Disabling hashjoin also improves the performance in case where we are using text:

explain analyse select count(*) from a
left join b on b.data->>'a' = a.id::text
left join c on c.data->>'b' = b.id::text
where a.id = 'acfa1f62-c271-4ad4-9daf-818c4921fb0e';
                                                                   QUERY PLAN
------------------------------------------------------------------------------------------------------------------------------------------------
 Aggregate  (cost=856.31..856.32 rows=1 width=8) (actual time=1025.381..1025.522 rows=1 loops=1)
   ->  Merge Right Join  (cost=398.81..850.06 rows=2500 width=0) (actual time=326.140..890.957 rows=19999 loops=1)
         Merge Cond: ((c.data ->> 'b'::text) = ((b.id)::text))
         ->  Index Scan using c_b_text on c  (cost=0.29..295.29 rows=10000 width=63) (actual time=0.036..72.234 rows=10000 loops=1)
         ->  Sort  (cost=398.52..398.65 rows=50 width=16) (actual time=326.058..460.792 rows=19999 loops=1)
               Sort Key: ((b.id)::text)
               Sort Method: quicksort  Memory: 1791kB
               ->  Merge Right Join  (cost=1.60..397.11 rows=50 width=16) (actual time=0.141..239.702 rows=10000 loops=1)
                     Merge Cond: ((b.data ->> 'a'::text) = ((a.id)::text))
                     ->  Index Scan using b_a_text on b  (cost=0.29..295.29 rows=10000 width=79) (actual time=0.024..76.033 rows=10000 loops=1)
                     ->  Sort  (cost=1.31..1.32 rows=1 width=16) (actual time=0.080..0.105 rows=1 loops=1)
                           Sort Key: ((a.id)::text)
                           Sort Method: quicksort  Memory: 25kB
                           ->  Index Only Scan using a_pkey on a  (cost=0.29..1.30 rows=1 width=16) (actual time=0.029..0.048 rows=1 loops=1)
                                 Index Cond: (id = 'acfa1f62-c271-4ad4-9daf-818c4921fb0e'::uuid)
                                 Heap Fetches: 0
 Planning Time: 0.371 ms
 Execution Time: 1025.622 ms
(18 rows)

select count(*) from a
left join b on b.data->>'a' = a.id::text
left join c on c.data->>'b' = b.id::text
where a.id = 'acfa1f62-c271-4ad4-9daf-818c4921fb0e';
 count
-------
 19999
(1 row)

Time: 51.609 ms

Massive improvement with the uuid index. 1.044ms vs 8.894 ms which is way faster and we’re fully utilising the index we just created.

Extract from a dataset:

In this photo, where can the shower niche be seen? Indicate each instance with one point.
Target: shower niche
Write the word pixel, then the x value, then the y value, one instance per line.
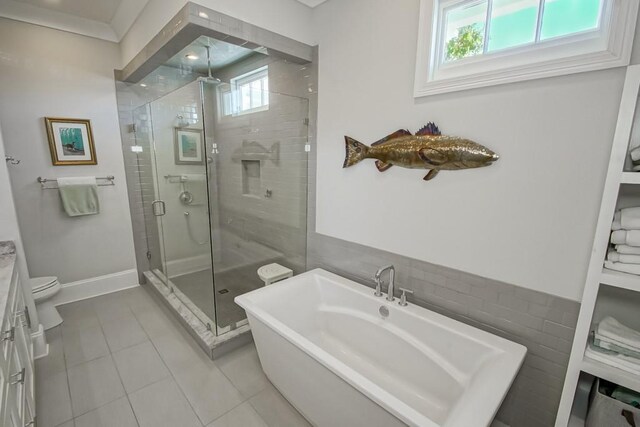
pixel 218 179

However, when getting all a relations, performance wise it is similar when hashjoin is disabled. The lack of column statistics for JSONB columns may be the culprit here.

Conclusion

Using the built-in type UUID is more efficient at the cost of a slightly more complicated query writing, with the extra benefit of avoiding handling possible pitfalls when comparing UUIDs.